Published in Paris, under anonymity, it appeared in 1825, in the Livraria Nacional Estrangeira, a poem in verse that today, in 2025, two hundred years after its first edition, few remember. The celebrations of the 500th anniversary of the birth of Luís de Camões overshadowed, or were not conducive to, the summoning of Almeida Garrett (1799-1854), the introducer of Romanticism in Portugal and who in this poem of an “absolutely new nature”, opened our literature to the winds of romantic renewal.
Winds that, let’s say, had been blowing since the last quarter of the 18th century. Baudelaire defined romantic art: a new way of feeling. Garrett, in exile in 1823, at the time of Vilafrancada and the counter-revolution, was an attentive reader of this new literature. Understand that the language and themes have changed. In this Europe of the Schlegell brothers and Goethe, of Novalis and Holderlin, of Madame De Stael, inspired by this quarrel of Moderns against Ancients, in an effort to wrest from the classical corset of the sonnet and the inflexible meter (the decasyllable) the language of poetry, which was now wanted to be closer to popular heritage, to street diction, is completely different. Aware of the change taking place, he understands that Europe, culturally guided by that liberal France, that of Chateaubriand and Victor Hugo, of Vigny and Lamartine, exalts the primacy of the individual, its fundamental freedom and, of course, popular traditions, nationalities. Romanticism is an unstoppable movement to affirm the aestheticism of each country, the so-called aesthetic nationalism. France is the model: the heroic homeland born of the victory of 1789, the heritage of the Enlightenment and the spirit of the Encyclopedia and now put into perspective by Delacroix. Garrett, trained in Arcadianism, now investigates the primitive sources: from 1819, the year in which he published his Portrait of Venus and defends him, alone, in court (born “The Divine”), to his Camões of 1825 covers all the distance that separates a faithful reader of Horace from a passionate follower of Hugo.
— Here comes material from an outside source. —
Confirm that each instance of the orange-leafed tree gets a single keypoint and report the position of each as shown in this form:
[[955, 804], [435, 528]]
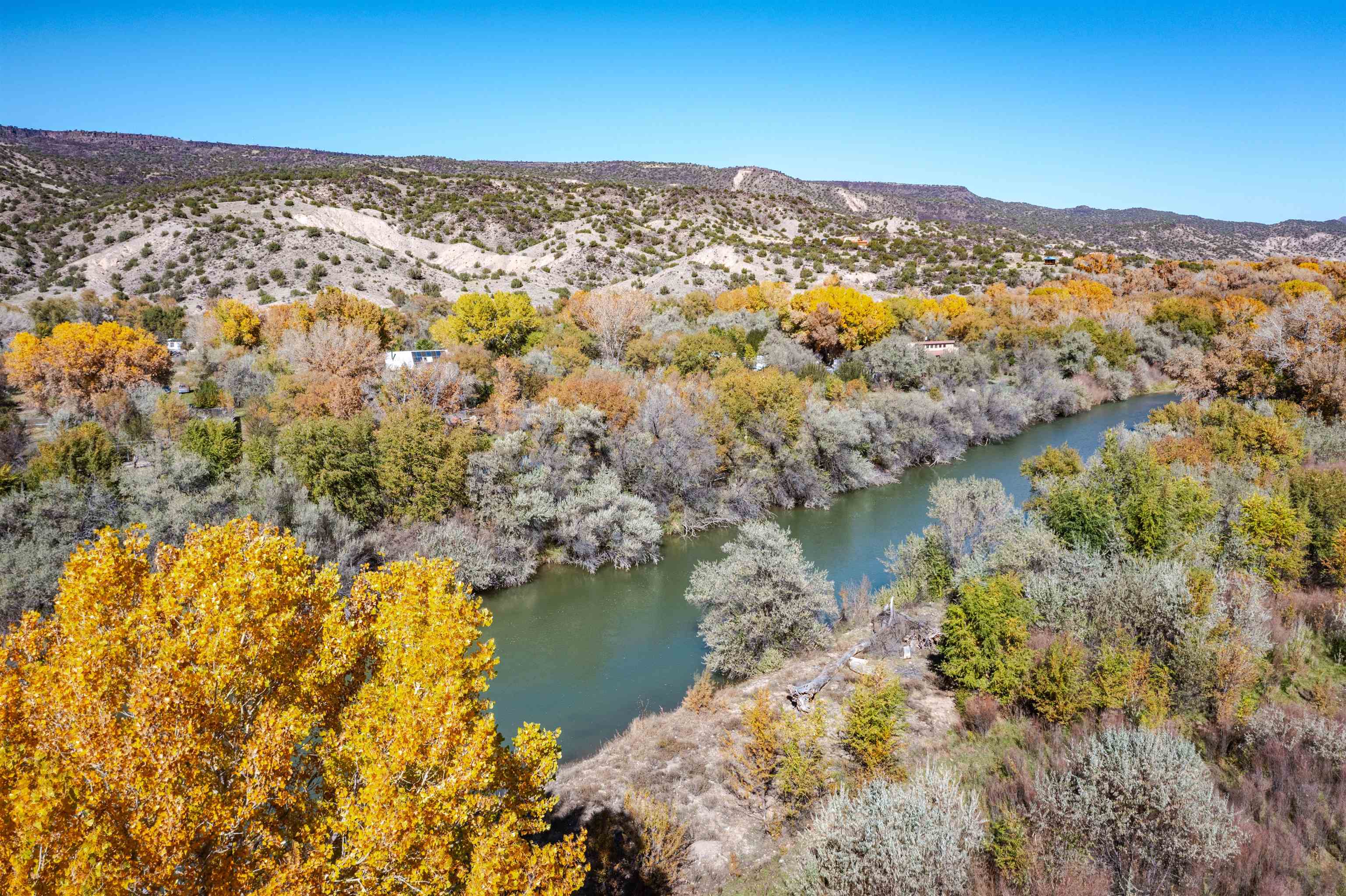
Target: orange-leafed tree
[[1099, 263], [221, 719], [834, 319], [81, 360], [614, 317]]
Romanticism: this vogue (or wave) that, from Walter Scott and Coleridge, to Byron and Keats, from Shelley to Bram Stoker (Irish, the creator of Dracula), is the time of our Almeida Garrett, baptized João da Silva Leitão, what do you tell us today? To students who read our romantic drama, the Friar Luís de Sousa (1846), what does Garrett tell them? If the renewer of our language with the Travels in My Land (which left the curricula more than 30 years ago!!) is one of the greatest exponents of this social and political, literary and aesthetic school that, when all things considered, was essential for what happened in poetry worldwide (Octavio Paz did not hesitate to consider modernism an extension of romanticism, a system that would continue to be alive long after the realist reaction), how can we read this forgotten Garrett again? In the year of (poor) celebration of the author of The LusíadasGarrett was not remembered… But his poem in new verse, with that “Warning” where he says “I consulted neither Horace nor Aristotle; but I was insensibly deposed the heart and feelings of nature, other than by the calculations of art and combined operations of the spirit.”; In this prologue where “Vate Christian” is presented who makes “Christian verses”, Garrett more than followed Byron of Child Harold and he also claimed not to “ape” the French.